The biggest puzzle tool is actually a robot companion, ASE. This robot helps the player navigate by squeezing into tight spaces. It is remotely controlled and guided through vents to activate switches. ASE does not have much functionality but there are some puzzles that require positioning and deeper exploration. Despite the story teasing that ASE robots have strong personalities, it is no more than a floating hunk of metal that hovers nearby until needed. The lack of voice, or any real emotive communication, is a huge missed opportunity.
The ASE robot is important but functionality is minimal
The adventure is also too linear for the world to take on a personality. Linearity is a good thing in the early parts of the game, due to the tutorial phase and the zero-g navigation, but it hurts on the Moon. Sure there are times when a lunar buggy can be driven across craters, but its range is limited and all you do is align dishes for power transmission. To progress to the next settlement, a scripted monorail must be used. The linear style extends to the base interiors, because there is usually only one way to progress, with many objects blocking the path artificially. It is possible to miss story information (like letters) but that’s more often down to their placement than missing areas.

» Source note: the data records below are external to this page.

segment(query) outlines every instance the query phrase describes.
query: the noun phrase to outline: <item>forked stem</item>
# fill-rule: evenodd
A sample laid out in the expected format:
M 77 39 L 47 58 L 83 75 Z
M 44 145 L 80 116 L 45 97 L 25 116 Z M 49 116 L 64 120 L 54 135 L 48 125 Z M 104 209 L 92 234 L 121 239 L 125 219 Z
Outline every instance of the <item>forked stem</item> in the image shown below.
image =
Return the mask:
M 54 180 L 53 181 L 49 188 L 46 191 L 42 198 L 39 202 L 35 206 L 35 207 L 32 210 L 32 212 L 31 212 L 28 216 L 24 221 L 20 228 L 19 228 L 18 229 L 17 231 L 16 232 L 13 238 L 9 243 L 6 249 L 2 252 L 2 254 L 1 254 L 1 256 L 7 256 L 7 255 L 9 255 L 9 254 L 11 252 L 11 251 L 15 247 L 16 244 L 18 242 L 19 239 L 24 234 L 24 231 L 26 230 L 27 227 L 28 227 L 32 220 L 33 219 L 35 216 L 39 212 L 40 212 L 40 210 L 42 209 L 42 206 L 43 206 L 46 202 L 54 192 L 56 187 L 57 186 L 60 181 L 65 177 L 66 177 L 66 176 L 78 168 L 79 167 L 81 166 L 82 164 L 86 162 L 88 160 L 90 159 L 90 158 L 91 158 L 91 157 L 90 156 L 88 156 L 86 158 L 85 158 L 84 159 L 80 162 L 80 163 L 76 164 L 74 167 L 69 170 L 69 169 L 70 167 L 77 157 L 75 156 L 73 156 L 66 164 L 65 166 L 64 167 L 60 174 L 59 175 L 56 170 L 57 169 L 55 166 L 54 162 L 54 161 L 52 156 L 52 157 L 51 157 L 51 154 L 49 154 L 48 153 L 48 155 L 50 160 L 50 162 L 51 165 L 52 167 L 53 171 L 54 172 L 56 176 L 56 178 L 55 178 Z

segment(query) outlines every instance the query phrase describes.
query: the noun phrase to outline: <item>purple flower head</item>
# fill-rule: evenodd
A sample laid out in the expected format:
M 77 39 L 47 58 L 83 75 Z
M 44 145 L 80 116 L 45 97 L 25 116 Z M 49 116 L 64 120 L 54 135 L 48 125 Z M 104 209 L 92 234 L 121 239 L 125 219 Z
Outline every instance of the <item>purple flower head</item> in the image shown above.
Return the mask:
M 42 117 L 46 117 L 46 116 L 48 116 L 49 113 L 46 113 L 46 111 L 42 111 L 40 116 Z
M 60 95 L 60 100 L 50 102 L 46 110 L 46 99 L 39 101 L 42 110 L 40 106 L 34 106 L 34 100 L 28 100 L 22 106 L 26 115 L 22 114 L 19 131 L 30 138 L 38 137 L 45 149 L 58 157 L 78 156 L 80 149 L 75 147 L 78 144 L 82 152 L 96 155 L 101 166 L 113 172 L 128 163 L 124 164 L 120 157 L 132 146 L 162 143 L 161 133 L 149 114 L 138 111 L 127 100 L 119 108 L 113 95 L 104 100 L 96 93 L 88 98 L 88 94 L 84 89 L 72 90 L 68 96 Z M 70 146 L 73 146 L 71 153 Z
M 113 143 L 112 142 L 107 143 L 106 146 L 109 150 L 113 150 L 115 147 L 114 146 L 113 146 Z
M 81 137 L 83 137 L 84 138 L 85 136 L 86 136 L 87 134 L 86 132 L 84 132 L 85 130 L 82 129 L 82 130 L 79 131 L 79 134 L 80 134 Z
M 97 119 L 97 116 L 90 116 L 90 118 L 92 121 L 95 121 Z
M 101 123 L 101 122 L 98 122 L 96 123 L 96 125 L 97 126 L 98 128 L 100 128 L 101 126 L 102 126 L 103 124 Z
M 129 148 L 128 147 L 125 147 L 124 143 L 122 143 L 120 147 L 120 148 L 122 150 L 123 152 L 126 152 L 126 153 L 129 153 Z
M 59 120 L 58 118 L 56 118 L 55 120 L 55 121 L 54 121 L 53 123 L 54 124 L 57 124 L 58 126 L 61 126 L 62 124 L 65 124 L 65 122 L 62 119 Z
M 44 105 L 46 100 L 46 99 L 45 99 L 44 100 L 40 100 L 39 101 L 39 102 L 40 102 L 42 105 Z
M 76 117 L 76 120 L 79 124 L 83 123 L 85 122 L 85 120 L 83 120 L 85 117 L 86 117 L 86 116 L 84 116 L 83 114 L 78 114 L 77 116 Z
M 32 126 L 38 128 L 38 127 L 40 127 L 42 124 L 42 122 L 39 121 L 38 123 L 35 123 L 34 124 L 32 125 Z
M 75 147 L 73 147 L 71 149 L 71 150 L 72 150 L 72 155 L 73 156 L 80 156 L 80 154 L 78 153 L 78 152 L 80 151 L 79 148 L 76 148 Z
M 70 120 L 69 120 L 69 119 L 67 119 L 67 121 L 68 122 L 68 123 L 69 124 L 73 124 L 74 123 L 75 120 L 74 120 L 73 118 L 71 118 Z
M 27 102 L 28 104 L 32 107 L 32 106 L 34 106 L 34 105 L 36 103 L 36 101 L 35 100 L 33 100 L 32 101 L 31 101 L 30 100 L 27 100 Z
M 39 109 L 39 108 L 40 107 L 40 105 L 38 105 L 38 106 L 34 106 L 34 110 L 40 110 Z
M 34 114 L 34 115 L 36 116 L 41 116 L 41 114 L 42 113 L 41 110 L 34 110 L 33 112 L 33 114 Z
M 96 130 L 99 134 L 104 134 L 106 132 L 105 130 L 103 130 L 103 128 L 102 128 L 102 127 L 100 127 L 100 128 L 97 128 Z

The game has good production values, especially visually. There are many stories told via the world, like scratches on the walls, beds stacked haphazardly, exercise equipment still running, and mementos left in domiciles. Interiors are consistently designed with good textures. The undulating Moon exteriors are great to drive across and look nice out the window of the derelict bases. Story moments told via holographic projections are low polygon and take the presentation down a few notches; main characters of the same gender cannot be distinguished by shape alone. Their voices are at least usually quite distinct and the cast does an amicable job with the limited dialogue. Some low tempo classical music helps to enhance the feeling of isolation.
Deliver Us The Moon provides a solid mystery linked to a remote location that is detailed enough to persuade exploration. By featuring the entire journey, from the Earth to the Moon, it has suitable variety and a pleasing structure. Interacting with the world is simple but substantial enough to keep the player busy, but the bland robot companion is a huge missed opportunity. Although the abandoned base is fun to explore, a more open layout would have worked better. The game has many good qualities, even if it hides answers on the dark side of the Moon.